Comisiones excesivas: Si pagas más de 100 euros anuales solo en comisiones de mantenimiento y tarjeta, y existen alternativas gratuitas, el cambio se amortiza en el primer año. Calcula el coste anual real de tu banco actual (mantenimiento, tarjetas, transferencias, cajeros) y compáralo con las alternativas.
Tipos de interés mejores en otro banco: Si tienes ahorros significativos, la diferencia entre un 0,1% y un 3% TAE sobre ese saldo es muy relevante. Ejemplo: 50.000 euros al 3% generan 1.500 euros/año vs. 50 euros al 0,1%.
Mala experiencia digital: Si la app de tu banco es lenta, poco intuitiva o tiene funcionalidades limitadas, trabajar con ella cada día es una pequeña fricción constante. Los neobancos modernos tienen aplicaciones notablemente superiores.

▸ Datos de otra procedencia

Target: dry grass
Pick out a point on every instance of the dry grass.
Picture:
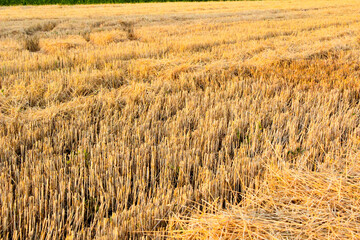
(31, 43)
(251, 105)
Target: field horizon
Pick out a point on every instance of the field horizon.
(180, 120)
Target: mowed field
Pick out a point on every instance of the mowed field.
(212, 120)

Mejores condiciones para hipoteca u otros productos: Si vas a solicitar una hipoteca o un préstamo, comparar entre bancos puede ahorrarte miles de euros. Muchos bancos ofrecen mejores condiciones a quienes tienen la nómina y otros productos domiciliados.
Mal servicio al cliente: Si tienes problemas habituales de resolución lenta o mala comunicación con tu banco, la experiencia con otro puede ser radicalmente diferente.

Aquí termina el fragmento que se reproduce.